Allein die vergangenen drei Monate geben Aufschluss, wie sich auch in Bezug auf Glasner der Wind drehen kann. Zum Jahresende diskutierte man rund um die Eintracht allerhand Spielerofferten, weniger die Zukunft des Trainers. An dieser Stelle stand nach dem letzten Spiel in Mainz: Es "werden noch früh genug in diesem Winter Transferspekulationen um Kamada, N'Dicka oder Lindström die Idylle im Stadtwald stören. Dabei wird es für Frankfurt im kommenden Jahr vor allem darauf ankommen, die mit hoher Wahrscheinlichkeit aufkommenden (internationalen) Begehrlichkeiten für den wichtigsten Mann im Klub (Glasner) abzuwehren."

Eintracht erinnert an die frühen Neunziger

Die Begehrlichkeiten wurden spätestens öffentlich, als Glasner Anfang März in einem Interview von Offerten aus England berichtete. Die Abwehr: Nur ein paar Tage später berichteten verschiedene Medien von einem Vertragsangebot der Eintracht an Glasner mit finanziell verbesserten Bezügen.
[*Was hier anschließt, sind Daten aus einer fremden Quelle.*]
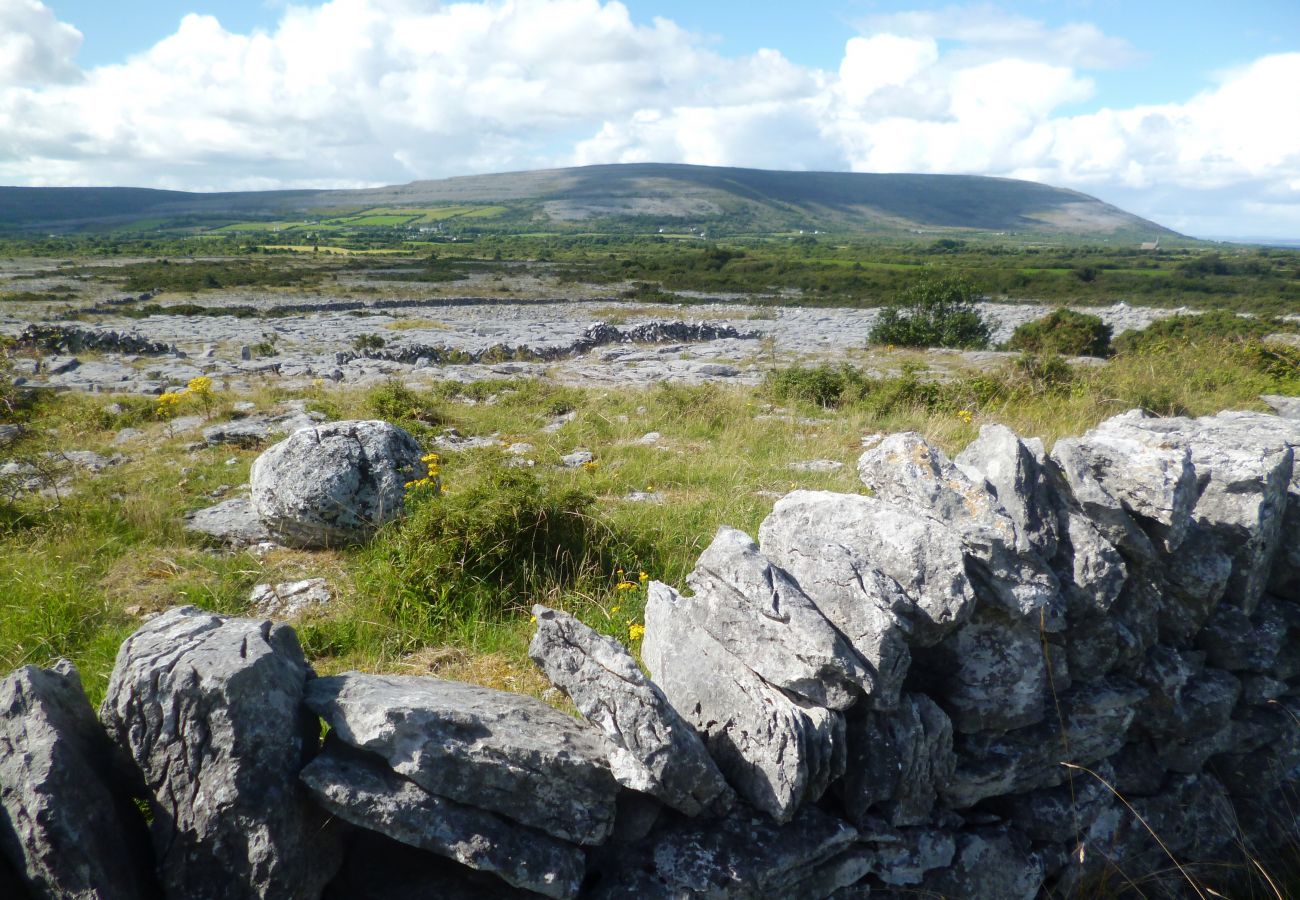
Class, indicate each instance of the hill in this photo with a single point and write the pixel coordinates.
(629, 197)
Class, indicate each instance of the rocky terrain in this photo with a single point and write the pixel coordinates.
(575, 341)
(1012, 674)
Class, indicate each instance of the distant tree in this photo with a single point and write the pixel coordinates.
(935, 311)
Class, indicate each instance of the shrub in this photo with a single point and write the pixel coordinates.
(934, 312)
(1216, 325)
(824, 385)
(1064, 332)
(490, 542)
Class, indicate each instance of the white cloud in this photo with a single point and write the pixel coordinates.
(35, 47)
(373, 91)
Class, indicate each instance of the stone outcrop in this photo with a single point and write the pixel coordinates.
(66, 822)
(211, 712)
(1015, 674)
(334, 484)
(651, 748)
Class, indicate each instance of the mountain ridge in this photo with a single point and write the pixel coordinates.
(632, 197)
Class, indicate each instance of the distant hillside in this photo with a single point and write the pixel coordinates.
(635, 197)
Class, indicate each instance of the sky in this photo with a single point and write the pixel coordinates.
(1187, 112)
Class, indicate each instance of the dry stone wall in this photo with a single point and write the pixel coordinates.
(1000, 675)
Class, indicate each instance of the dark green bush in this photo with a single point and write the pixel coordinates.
(934, 312)
(824, 385)
(1064, 332)
(490, 542)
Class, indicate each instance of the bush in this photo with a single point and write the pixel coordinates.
(935, 312)
(1064, 332)
(1212, 327)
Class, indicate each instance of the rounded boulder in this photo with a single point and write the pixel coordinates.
(334, 484)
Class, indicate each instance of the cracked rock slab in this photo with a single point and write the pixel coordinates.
(501, 752)
(362, 790)
(765, 619)
(65, 823)
(651, 748)
(209, 709)
(334, 484)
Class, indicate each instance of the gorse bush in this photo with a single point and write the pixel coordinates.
(1064, 332)
(1216, 325)
(935, 312)
(506, 539)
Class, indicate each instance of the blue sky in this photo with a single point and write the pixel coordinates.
(1184, 112)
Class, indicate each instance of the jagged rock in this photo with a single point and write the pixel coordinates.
(209, 708)
(577, 459)
(762, 618)
(1013, 468)
(362, 790)
(653, 748)
(232, 522)
(876, 571)
(1096, 719)
(501, 752)
(991, 674)
(897, 761)
(776, 751)
(908, 471)
(291, 598)
(740, 856)
(1090, 569)
(66, 823)
(334, 484)
(989, 864)
(378, 868)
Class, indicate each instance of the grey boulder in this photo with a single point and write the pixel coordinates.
(209, 709)
(775, 749)
(651, 748)
(908, 471)
(66, 826)
(879, 572)
(501, 752)
(232, 523)
(362, 790)
(334, 484)
(766, 621)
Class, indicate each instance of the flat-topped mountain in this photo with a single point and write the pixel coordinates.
(625, 198)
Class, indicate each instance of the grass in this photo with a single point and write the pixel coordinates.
(77, 575)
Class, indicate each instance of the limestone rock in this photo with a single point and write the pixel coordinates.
(875, 570)
(209, 709)
(232, 523)
(897, 761)
(1096, 719)
(651, 748)
(991, 674)
(66, 825)
(291, 598)
(359, 788)
(740, 856)
(334, 484)
(908, 471)
(1013, 468)
(776, 751)
(501, 752)
(762, 618)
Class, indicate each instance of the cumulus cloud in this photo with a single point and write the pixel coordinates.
(35, 47)
(371, 91)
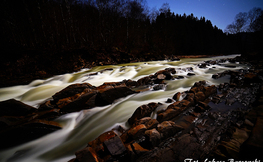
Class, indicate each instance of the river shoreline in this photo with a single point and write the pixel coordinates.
(30, 66)
(148, 139)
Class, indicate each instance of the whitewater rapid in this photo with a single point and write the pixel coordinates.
(81, 127)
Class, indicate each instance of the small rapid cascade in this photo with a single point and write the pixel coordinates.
(81, 127)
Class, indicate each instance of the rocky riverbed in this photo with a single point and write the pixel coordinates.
(206, 122)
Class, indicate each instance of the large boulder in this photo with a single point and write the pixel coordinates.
(72, 90)
(13, 107)
(142, 111)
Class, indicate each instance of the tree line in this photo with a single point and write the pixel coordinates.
(125, 25)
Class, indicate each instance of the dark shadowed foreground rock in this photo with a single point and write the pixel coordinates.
(13, 107)
(204, 123)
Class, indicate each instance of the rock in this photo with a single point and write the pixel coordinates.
(148, 122)
(158, 87)
(142, 111)
(114, 146)
(180, 77)
(137, 131)
(169, 100)
(165, 74)
(145, 81)
(161, 77)
(177, 96)
(253, 147)
(26, 132)
(154, 137)
(87, 154)
(168, 114)
(171, 70)
(203, 65)
(71, 91)
(190, 74)
(210, 90)
(108, 96)
(85, 101)
(13, 107)
(199, 96)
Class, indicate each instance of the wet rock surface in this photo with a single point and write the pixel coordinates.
(205, 122)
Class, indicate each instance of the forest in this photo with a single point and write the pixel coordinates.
(41, 38)
(126, 25)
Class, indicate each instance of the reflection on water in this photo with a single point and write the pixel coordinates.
(81, 127)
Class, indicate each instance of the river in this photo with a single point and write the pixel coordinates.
(81, 127)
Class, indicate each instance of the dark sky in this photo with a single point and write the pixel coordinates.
(220, 12)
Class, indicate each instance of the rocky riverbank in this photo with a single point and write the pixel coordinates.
(207, 122)
(33, 65)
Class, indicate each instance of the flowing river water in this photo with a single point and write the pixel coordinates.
(81, 127)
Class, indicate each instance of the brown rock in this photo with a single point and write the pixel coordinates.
(154, 137)
(168, 114)
(199, 96)
(137, 149)
(114, 146)
(145, 81)
(108, 96)
(87, 154)
(98, 141)
(166, 128)
(71, 90)
(210, 90)
(137, 131)
(141, 112)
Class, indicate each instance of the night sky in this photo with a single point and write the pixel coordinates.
(219, 12)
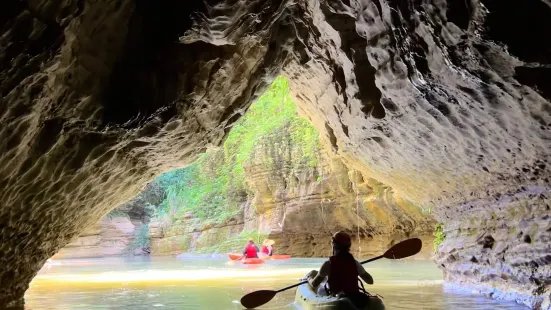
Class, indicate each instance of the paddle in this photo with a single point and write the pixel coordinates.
(403, 249)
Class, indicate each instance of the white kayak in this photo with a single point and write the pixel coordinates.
(306, 298)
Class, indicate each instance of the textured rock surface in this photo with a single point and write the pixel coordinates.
(501, 246)
(300, 207)
(444, 101)
(109, 237)
(115, 232)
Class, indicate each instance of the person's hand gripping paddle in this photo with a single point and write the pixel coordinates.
(403, 249)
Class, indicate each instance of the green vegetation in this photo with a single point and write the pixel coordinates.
(439, 236)
(214, 187)
(233, 243)
(115, 213)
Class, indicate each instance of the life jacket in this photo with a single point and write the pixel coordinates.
(343, 276)
(251, 251)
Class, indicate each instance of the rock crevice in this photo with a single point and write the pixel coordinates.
(98, 97)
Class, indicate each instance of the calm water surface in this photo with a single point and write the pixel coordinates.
(203, 282)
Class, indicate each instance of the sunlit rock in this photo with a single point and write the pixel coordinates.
(445, 102)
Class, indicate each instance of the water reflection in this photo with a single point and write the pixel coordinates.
(213, 283)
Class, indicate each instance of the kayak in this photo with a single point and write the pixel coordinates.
(307, 299)
(252, 261)
(234, 256)
(279, 256)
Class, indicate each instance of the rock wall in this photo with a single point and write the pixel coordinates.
(115, 234)
(109, 237)
(500, 246)
(300, 202)
(444, 101)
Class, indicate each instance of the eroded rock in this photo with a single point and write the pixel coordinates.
(444, 101)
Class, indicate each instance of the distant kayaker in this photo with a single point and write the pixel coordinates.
(342, 272)
(251, 250)
(267, 247)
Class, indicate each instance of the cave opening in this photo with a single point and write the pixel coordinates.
(423, 108)
(273, 178)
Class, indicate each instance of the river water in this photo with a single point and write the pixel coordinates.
(203, 282)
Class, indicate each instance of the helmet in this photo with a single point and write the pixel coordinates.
(342, 238)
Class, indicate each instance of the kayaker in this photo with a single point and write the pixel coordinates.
(267, 247)
(251, 250)
(342, 272)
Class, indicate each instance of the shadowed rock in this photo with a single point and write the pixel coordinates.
(444, 101)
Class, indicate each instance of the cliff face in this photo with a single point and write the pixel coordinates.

Der Trainer erbat sich Bedenkzeit. Nach seiner Wutrede in Berlin vom Wochenende aber hat sich die Stoßrichtung in der Öffentlichkeit verändert.

Die FR fragt: "Wie lange soll das noch gutgehen mit Oliver Glasner und Eintracht Frankfurt?" Das Portal Sport1 schreibt: "Die Geduld mit Glasner ist trotz guter Arbeit und großer Erfolge endlich, weitere verbale Fehltritte sollte es nicht mehr geben." Und die Sport-Show "At Broski" fragte ihre User gar: "Ist Glasner so noch tragbar?" Die Bild brachte gleich eine potenziellen Nachfolger ins Spiel. Eine Meldung, die die Hessen sogleich dementierten.

Glasners Zukunft bei der Eintracht über den Sommer hinaus - erst ein untergeordnetes Thema, dann ein drängendes, nun ein gar obsoletes? Erst berauschender Fußball und Taumel, nun Machtkämpfe auf allen Ebenen, Ermittlungen gegen den Präsidenten und schließlich die Trainerdebatte - Eintracht Frankfurt erinnert in dieser Saison beinahe an die frühen Neunziger. Auch wenn er eben das vermeiden wollte, wird nun anscheinend alles Gesagte gegen Glasner verwendet.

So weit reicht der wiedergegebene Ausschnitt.